The Hidden Costs of RAG
RAG has some hidden costs that are easily overlooked: using the embedding API, the work involved in the retrieval process itself, badly broken-down chunks of information wasting tokens, and keeping the system running. Once you include all of these, the price difference between RAG and LLM wikis isn't quite as obvious.
Why a Hybrid Approach Often Works Best
Many real-world systems actually use both together. A typical arrangement is to have an LLM wiki for the core, unchanging knowledge, and RAG for large or frequently updated data. The wiki delivers stable information you can always rely on, and RAG handles unusual situations, huge amounts of data, and information that's changing now. This gives you both dependability and the ability to grow.
How to Choose Between LLM Wiki and RAG
There isn't a single 'right' answer. The ideal choice is based on your specific requirements. If you've got a little bit of information that isn't going to shift much and is all about one thing, a simple wiki powered by a Large Language Model is usually the easiest and most trustworthy option.
But when you're dealing with a lot of information that gets updated frequently, or covers all sorts of different areas, Retrieval Augmented Generation (RAG) is a better fit. And a surprisingly large number of real-world scenarios? Starting with that LLM wiki and then introducing RAG down the line is the smartest approach.

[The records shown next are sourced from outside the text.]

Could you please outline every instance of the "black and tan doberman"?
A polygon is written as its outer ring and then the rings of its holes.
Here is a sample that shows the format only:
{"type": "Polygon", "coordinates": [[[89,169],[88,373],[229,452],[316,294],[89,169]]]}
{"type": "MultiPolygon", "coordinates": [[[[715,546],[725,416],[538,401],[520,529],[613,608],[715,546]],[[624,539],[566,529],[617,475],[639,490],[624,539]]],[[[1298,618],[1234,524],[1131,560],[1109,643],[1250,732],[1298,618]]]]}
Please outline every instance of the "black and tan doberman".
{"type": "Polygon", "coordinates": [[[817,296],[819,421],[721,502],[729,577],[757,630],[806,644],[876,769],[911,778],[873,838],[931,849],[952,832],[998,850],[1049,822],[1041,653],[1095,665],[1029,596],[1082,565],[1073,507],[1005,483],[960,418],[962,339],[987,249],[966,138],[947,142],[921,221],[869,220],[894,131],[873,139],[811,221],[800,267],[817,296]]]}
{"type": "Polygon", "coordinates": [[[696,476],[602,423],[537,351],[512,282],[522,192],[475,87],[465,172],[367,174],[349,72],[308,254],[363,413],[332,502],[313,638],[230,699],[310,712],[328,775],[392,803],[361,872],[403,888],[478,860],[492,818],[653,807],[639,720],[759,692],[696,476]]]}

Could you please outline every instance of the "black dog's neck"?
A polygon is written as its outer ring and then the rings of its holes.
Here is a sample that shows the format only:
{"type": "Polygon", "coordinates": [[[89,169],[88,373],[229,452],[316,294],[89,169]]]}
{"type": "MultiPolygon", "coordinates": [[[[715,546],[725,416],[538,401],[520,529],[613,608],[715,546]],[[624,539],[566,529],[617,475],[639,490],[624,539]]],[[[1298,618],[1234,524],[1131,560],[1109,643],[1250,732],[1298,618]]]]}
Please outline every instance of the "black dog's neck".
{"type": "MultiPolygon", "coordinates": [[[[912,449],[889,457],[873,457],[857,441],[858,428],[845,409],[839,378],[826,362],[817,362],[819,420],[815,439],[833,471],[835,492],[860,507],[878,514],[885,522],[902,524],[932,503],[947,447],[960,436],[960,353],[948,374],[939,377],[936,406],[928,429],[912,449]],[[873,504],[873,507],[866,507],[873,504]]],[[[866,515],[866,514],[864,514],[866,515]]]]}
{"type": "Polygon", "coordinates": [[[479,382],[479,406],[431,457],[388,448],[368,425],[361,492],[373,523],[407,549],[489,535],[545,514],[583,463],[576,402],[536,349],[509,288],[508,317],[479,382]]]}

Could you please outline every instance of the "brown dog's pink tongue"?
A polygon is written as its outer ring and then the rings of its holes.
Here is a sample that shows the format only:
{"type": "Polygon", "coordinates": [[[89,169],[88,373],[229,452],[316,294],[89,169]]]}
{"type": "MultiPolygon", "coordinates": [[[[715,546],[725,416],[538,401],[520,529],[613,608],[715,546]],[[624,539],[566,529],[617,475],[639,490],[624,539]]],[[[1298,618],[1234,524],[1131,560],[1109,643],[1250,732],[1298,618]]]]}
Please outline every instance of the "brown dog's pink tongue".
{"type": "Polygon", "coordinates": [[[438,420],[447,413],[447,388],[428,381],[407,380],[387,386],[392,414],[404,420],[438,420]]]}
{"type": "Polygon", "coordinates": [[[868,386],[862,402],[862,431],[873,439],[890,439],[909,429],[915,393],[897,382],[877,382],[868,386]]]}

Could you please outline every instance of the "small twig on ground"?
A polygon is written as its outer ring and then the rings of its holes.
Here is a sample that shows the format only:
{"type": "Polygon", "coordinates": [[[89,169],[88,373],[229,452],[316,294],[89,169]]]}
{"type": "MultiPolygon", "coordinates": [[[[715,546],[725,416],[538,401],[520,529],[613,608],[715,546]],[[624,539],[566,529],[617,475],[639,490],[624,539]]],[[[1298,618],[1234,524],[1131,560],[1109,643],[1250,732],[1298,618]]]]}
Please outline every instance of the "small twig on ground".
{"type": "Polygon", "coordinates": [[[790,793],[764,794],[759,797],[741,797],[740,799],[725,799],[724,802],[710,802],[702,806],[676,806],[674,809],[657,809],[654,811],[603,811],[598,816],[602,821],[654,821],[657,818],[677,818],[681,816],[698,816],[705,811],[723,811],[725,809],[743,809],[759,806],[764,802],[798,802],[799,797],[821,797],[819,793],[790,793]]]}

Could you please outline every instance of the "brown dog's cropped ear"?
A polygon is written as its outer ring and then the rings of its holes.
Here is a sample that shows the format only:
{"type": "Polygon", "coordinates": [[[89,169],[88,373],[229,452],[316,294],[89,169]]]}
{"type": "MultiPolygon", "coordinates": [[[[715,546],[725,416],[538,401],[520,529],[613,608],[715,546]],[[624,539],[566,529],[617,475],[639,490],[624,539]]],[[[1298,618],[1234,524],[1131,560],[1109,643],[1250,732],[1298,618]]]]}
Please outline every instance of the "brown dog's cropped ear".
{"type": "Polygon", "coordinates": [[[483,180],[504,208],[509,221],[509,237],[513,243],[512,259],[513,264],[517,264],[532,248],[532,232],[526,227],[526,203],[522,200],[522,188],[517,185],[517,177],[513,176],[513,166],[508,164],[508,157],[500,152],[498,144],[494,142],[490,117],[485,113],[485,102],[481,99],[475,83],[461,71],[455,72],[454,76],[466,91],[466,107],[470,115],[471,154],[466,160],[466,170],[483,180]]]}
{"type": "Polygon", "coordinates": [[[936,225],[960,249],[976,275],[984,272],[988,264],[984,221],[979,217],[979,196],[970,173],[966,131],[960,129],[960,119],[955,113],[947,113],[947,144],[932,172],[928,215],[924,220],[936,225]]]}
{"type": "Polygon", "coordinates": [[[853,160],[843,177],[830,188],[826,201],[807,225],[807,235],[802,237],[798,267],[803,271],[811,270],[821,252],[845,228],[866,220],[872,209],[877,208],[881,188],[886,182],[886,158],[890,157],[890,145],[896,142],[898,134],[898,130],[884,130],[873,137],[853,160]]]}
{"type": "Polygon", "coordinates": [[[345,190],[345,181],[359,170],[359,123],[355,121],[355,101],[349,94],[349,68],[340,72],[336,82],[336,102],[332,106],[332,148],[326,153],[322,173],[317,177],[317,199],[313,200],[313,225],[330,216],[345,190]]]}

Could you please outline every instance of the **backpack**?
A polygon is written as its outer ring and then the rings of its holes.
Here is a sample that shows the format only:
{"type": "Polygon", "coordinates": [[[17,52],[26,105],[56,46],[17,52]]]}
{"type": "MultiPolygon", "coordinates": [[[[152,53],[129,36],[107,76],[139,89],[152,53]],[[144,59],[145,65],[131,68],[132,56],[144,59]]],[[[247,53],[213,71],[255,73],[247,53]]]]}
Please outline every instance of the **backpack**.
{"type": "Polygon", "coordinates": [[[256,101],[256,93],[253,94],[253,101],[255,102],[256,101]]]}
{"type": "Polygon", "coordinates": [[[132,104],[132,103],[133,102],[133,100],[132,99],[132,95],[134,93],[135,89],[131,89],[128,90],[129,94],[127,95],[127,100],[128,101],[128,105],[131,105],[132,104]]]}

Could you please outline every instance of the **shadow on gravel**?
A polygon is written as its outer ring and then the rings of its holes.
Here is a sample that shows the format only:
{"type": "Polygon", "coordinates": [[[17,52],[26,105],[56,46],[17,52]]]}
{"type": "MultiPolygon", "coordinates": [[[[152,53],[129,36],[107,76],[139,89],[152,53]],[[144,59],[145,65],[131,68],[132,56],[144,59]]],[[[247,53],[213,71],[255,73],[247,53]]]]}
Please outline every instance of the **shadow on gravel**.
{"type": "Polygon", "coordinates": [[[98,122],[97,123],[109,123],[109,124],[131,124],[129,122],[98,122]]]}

Why This Comparison Matters
Essentially, looking at LLM wikis versus RAG reveals a much bigger shift in the way AI systems are actually constructed. It's no longer just about how good the model is, but about how the information is arranged and given to it. LLM wikis are all about being straightforward, clear, and reliable; RAG is about handling a lot and being flexible.
Knowing when to use each one will save you time and money and give you a better outcome. Often, the simplest answer is the best, and that's precisely why LLM wikis are becoming so popular.